Nereo Villa 31 ottobre 2011Nel vangelo di domenica prossima (6 novembre 2011) si parla della parabola dell'olio delle dieci vergini, cinque delle quali sono stolte. Eccola:

"Il regno dei cieli è simile a dieci vergini che, prese le loro lampade, uscirono incontro allo sposo. Cinque di esse erano stolte e cinque sagge; le stolte presero le lampade, ma non presero con sé olio; le sagge invece, insieme alle lampade, presero anche dell'olio in piccoli vasi. Poiché lo sposo tardava, si assopirono tutte e dormirono. A mezzanotte si levò un grido: Ecco lo sposo, andategli incontro! Allora tutte quelle vergini si destarono e prepararono le loro lampade. E le stolte dissero alle sagge: Dateci del vostro olio, perché le nostre lampade si spengono. Ma le sagge risposero: No, che non abbia a mancare per noi e per voi; andate piuttosto dai venditori e compratevene. Ora, mentre quelle andavano per comprare l'olio, arrivò lo sposo e le vergini che erano pronte entrarono con lui alle nozze, e la porta fu chiusa. Più tardi arrivarono anche le altre vergini e incominciarono a dire: Signore, signore, aprici! Ma egli rispose: In verità vi dico: non vi conosco. Vegliate dunque, perché non sapete né il giorno né l'ora" (Matteo 25, 1-13).

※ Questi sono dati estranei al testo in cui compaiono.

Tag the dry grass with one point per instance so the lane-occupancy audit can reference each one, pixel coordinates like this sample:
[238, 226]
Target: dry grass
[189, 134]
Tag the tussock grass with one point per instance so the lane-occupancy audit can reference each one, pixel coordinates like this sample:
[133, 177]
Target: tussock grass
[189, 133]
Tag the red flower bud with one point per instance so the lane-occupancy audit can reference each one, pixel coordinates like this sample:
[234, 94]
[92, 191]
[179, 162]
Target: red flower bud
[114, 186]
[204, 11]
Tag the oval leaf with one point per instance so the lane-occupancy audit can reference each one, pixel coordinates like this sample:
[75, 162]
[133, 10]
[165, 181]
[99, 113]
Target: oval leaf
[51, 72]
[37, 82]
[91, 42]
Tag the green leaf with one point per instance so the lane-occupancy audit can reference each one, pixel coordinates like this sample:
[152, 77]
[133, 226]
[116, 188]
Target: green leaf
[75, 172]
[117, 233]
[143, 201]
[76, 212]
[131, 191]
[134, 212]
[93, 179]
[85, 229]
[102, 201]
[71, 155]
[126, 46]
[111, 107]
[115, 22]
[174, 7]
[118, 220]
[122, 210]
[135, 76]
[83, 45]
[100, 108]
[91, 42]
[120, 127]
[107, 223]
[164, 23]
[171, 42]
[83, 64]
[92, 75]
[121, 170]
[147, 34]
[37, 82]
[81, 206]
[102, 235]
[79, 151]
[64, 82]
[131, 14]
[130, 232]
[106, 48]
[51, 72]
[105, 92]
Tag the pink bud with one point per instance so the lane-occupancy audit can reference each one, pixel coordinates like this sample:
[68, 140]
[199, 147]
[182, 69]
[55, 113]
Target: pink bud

Se una volta nella storia della chiesa si fosse spiegato il senso di questa parabola, la chiesa non sarebbe divenuta quello che è: un'intercapedine mafiosa fra lo Stato-mafia e un sistema finanziario (bancario e monetario) assassino. Questa mia valutazione emergerà nel corso della spiegazione della parabola con sempre maggiore chiarezza.


Innanzitutto occorre farsi alcune domande: che razza di regno è quello in cui si impone da ogni invitato una lampada accesa? Si suppone che quel luogo non sia illuminato, dato che ciascuno deve portare egli stesso la luce. Ma non basta una lampada per tutti? E perché invece lo sposo è così crudele da non esitare a chiudere la porta in faccia alle cinque vergini sprovviste di olio e che, tuttavia, gli sono andate incontro? Il loro peccato è dunque così grande da meritare una tale punizione? Che buzzurro questo sposo, che sveglia tutti in piena notte e lascia fuori cinque povere giovani col pretesto che non hanno olio nella loro lampada! Vale veramente la pena di aspettare un simile pirla, che fa tanto casino per un po' d'olio? Inoltre, che razza di saggezza è quella di chi, anziché donare un po' d'olio a chi non ne ha, lo manda al mercato ("andate piuttosto dai venditori") come se il mercato fosse la risposta a tutto?
 

Dunque come si può spiegare un regno dei cieli in cui i saggi e gli sposi sono così buzzurri?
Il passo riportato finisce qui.